Et en touchant à ça,
il est possible
de voir un monde s’effondrer,
c’est à dire de briser des vies (des personnes),
celles là mêmes
qui pensaient que c’était impossible,
du fait d’être en « haut »
et donc,
que ça ne peut pas arriver (ils avaient le “droit” et ils se sont donnés du mal pour ça.
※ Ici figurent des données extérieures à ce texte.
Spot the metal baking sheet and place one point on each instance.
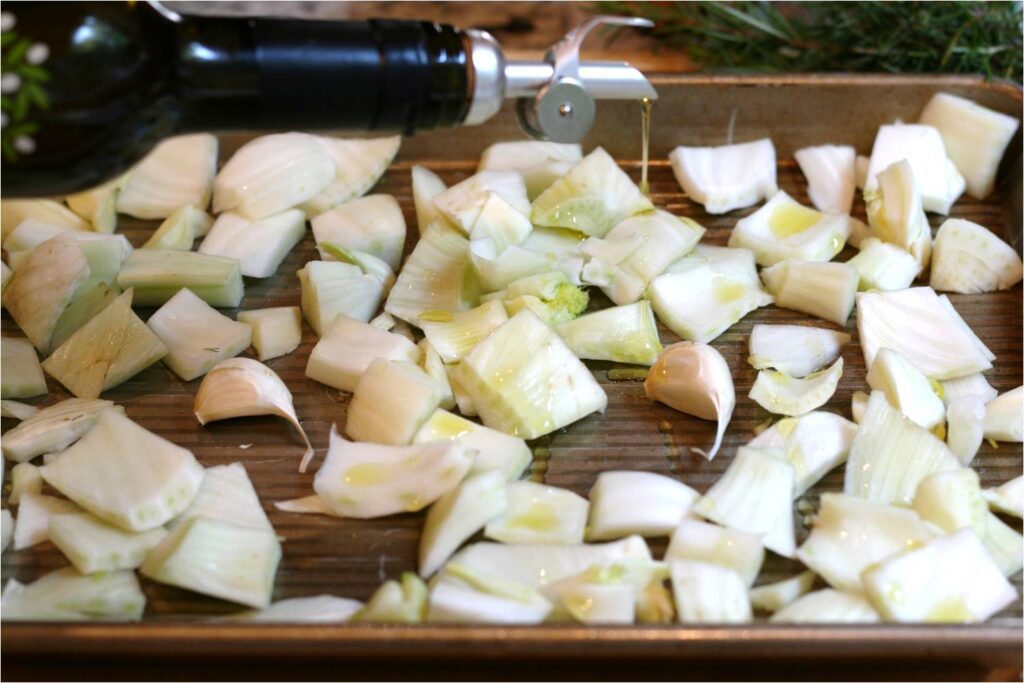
(352, 557)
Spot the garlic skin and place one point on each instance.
(693, 378)
(242, 387)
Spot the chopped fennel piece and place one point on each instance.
(347, 348)
(773, 597)
(970, 259)
(656, 240)
(782, 394)
(795, 349)
(924, 152)
(539, 514)
(622, 334)
(16, 411)
(464, 596)
(41, 289)
(426, 185)
(975, 137)
(373, 224)
(949, 579)
(455, 334)
(275, 332)
(895, 213)
(331, 289)
(196, 335)
(125, 475)
(592, 198)
(226, 495)
(966, 427)
(884, 266)
(243, 387)
(726, 177)
(311, 609)
(906, 388)
(830, 174)
(755, 495)
(109, 349)
(1008, 498)
(66, 595)
(783, 228)
(219, 559)
(1005, 417)
(523, 380)
(824, 290)
(694, 379)
(730, 548)
(392, 399)
(704, 294)
(93, 546)
(827, 606)
(25, 478)
(496, 451)
(709, 593)
(891, 455)
(850, 535)
(34, 514)
(463, 203)
(258, 246)
(365, 480)
(459, 514)
(437, 275)
(624, 503)
(540, 163)
(538, 565)
(157, 274)
(941, 345)
(179, 230)
(430, 361)
(814, 443)
(178, 172)
(23, 376)
(272, 173)
(358, 164)
(14, 212)
(395, 602)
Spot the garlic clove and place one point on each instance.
(693, 378)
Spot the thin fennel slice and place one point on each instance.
(591, 198)
(519, 361)
(539, 514)
(726, 177)
(126, 475)
(891, 455)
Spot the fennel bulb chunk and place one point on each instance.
(726, 177)
(125, 475)
(891, 455)
(219, 559)
(366, 480)
(197, 336)
(539, 514)
(591, 198)
(525, 381)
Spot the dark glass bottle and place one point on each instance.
(90, 87)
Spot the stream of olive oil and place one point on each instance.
(645, 107)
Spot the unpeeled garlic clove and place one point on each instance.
(242, 387)
(693, 378)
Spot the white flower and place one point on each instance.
(37, 53)
(25, 144)
(9, 83)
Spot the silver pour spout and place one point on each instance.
(556, 96)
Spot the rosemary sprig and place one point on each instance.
(895, 37)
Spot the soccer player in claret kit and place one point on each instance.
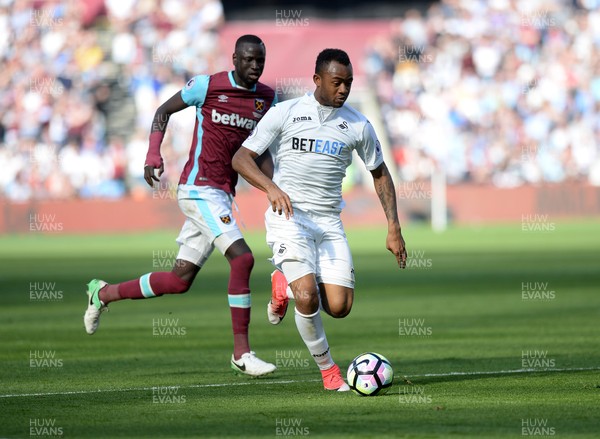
(228, 106)
(314, 137)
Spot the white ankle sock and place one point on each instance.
(311, 330)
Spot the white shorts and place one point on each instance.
(310, 243)
(209, 223)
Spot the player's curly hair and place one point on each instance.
(252, 39)
(328, 55)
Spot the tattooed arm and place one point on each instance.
(384, 186)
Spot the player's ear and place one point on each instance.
(317, 80)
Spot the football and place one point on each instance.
(370, 374)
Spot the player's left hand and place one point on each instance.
(395, 244)
(149, 174)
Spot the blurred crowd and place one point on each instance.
(500, 91)
(79, 85)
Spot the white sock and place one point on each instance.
(311, 330)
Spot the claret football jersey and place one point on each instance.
(312, 146)
(225, 114)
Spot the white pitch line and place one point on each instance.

Ça ne peut donc pas, arriver … leur arriver).

Du fait d’être « bien »
ou d’avoir fait leurs preuves (penser à tout sauf à ça ; à ce qui ne se commande pas et qui prend forme, apparait … pour les Avoir).
Ils avaient réellement le “droit” c’est à dire convaincu
ou conquis leur entourage
pour que ça (le mal ou la fin)
ne puissent pas arriver (ils étaient “sûr” d’eux ; en “haut”).

Ceux qui sont au centre,
ou en « haut »
ne sont pas là pour reconnaître ça,
mais belle et bien maintenir l’ordre.
Celui qui leur renvoient conscience
que ça (les autres) ne leur échappera pas
sinon c’est la fin.

Et comme le sentiment n’a jamais travaillé sur ça,
mais pour réussir dans la vie,
si ça lui échappe,
cela revient a brisé sa psyché s’il a rien pour se refaire ou s’il n’a pas un parachute pour s’assurer contre ça.
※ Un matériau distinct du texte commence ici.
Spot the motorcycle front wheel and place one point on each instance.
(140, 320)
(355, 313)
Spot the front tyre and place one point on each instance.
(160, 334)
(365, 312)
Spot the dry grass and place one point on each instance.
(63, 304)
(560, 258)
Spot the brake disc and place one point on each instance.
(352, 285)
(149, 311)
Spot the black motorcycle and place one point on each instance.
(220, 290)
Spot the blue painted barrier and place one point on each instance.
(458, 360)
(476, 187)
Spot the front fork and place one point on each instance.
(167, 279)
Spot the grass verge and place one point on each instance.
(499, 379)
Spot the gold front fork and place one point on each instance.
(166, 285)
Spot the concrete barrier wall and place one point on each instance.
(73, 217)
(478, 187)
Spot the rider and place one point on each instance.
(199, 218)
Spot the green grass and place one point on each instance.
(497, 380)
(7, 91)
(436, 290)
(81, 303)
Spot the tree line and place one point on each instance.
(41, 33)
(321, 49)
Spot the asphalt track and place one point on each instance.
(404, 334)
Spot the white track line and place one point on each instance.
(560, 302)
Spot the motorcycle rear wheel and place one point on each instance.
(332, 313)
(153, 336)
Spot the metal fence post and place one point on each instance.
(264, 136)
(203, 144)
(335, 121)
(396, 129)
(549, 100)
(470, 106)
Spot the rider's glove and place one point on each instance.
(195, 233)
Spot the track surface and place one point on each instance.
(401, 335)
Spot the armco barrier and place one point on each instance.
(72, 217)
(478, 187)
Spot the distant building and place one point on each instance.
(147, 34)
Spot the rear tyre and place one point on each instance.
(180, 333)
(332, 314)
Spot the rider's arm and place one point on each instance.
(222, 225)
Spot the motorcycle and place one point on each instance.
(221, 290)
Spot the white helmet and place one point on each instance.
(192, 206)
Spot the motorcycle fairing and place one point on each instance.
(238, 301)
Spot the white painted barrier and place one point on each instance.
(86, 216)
Moi vu le nombre de personnes qui m’est tombé
dessus,
ou les étiquettes que j’ai eu sur le dos,
j’ai en fait dépassé ça
ou traversé ça.
C’est à dire que je ne me figure plus ça (le risque et par opposition la vie) ;
je sais qui je suis,
et ce que je pense.
Il est possible qu’une histoire
se passe par avoir raison de moi,
en se servant des autres,
mais ça ne me convertira pas,
ça ne me salira pas,
ou ne me tuera pas.
J’ai mon âme …
j’ai saisi mon âme (ça) de mon vivant
et ça n’a rien à voir avec le fait
d’avoir confiance en soi.
Avoir « confiance » en soi,
nécessite d’être à l’origine d’une histoire,
pour renforcer son sort (son je) ;
et non avoir alors traversé (vécu) ça
malgré les mots pour se distinguer ;
afin de pouvoir encore croire en son histoire.

Ce qui était important pour moi,
c’était de ne pas me tromper,
ou de jouer un jeu.
Je voulais réellement grandir,
traverser les choses,
pour m’appartenir,
et non me faire posséder,
ou posséder les autres dans l’idée
d’une “coupe” ou d’une “récompense” (de m’appartenir).
Et pour ça,
il faut traverser les choses,
c’est à dire se dévoiler,
être honnête
et non jouer un jeu,
par peur des ont-dits ;
c’est à dire que ça ne paiera pas, plaira pas … au final (et être alors, encore attaché à son image ; tenir plus à son image qu’à la vérité).

Dans tout mouvement,
il y a un ordre,
c’est à dire un centre de gravité,
celui où des sentiments gravitent (raisonnent)
pour s’identifier
à ceux qui les ont conquis
ou eu.
Pour décrocher avec le temps, selon eux
la timbale (une étoile).
C’est à dire avoir la « confiance »
des autres non pour réaliser ça,
mais renforcer son « sort » (je).

La cellule
a un centre de gravité (une masse)
aussi bien à l’échelle personnelle (et/ou individuelle … et bien des sentiments sont devenus réellement individuels pour ne plus avoir en fait, de sentiment personnel)
que mondiale ;
voire universelle.

Ça est tout et rien ;
c’est seulement ce que le sentiment projette (permet)
pour continuer à s’appartenir (à y croire et non à perdre “espoir”).
Pour continuer à comprendre ce qui se passe et non que ce soit déjà fini une fois s’être lancé c’est à dire fixé (identifié ou avoir donner de lui c’est à dire y avoir cru … vu de la lumière et non pris conscience que c’est en réalité sa propre lumière qui se réfléchit, perd dans ça).

Toute enveloppe détient un fruit (de l’énergie).
Et lorsque le sentiment ne s’appartient pas encore
il passe par l’objet (le monde)
pour que ça lui soit encore sensible (proche) …
son énergie profitera ainsi (renforcera) ce qui aura raison de lui (ce qu’il aimera)
non pour réaliser ça,
mais faire sa vie (prêter vie à ce qui a eu raison de lui
pour ne pas être sans rien ou sans ressort ; vie).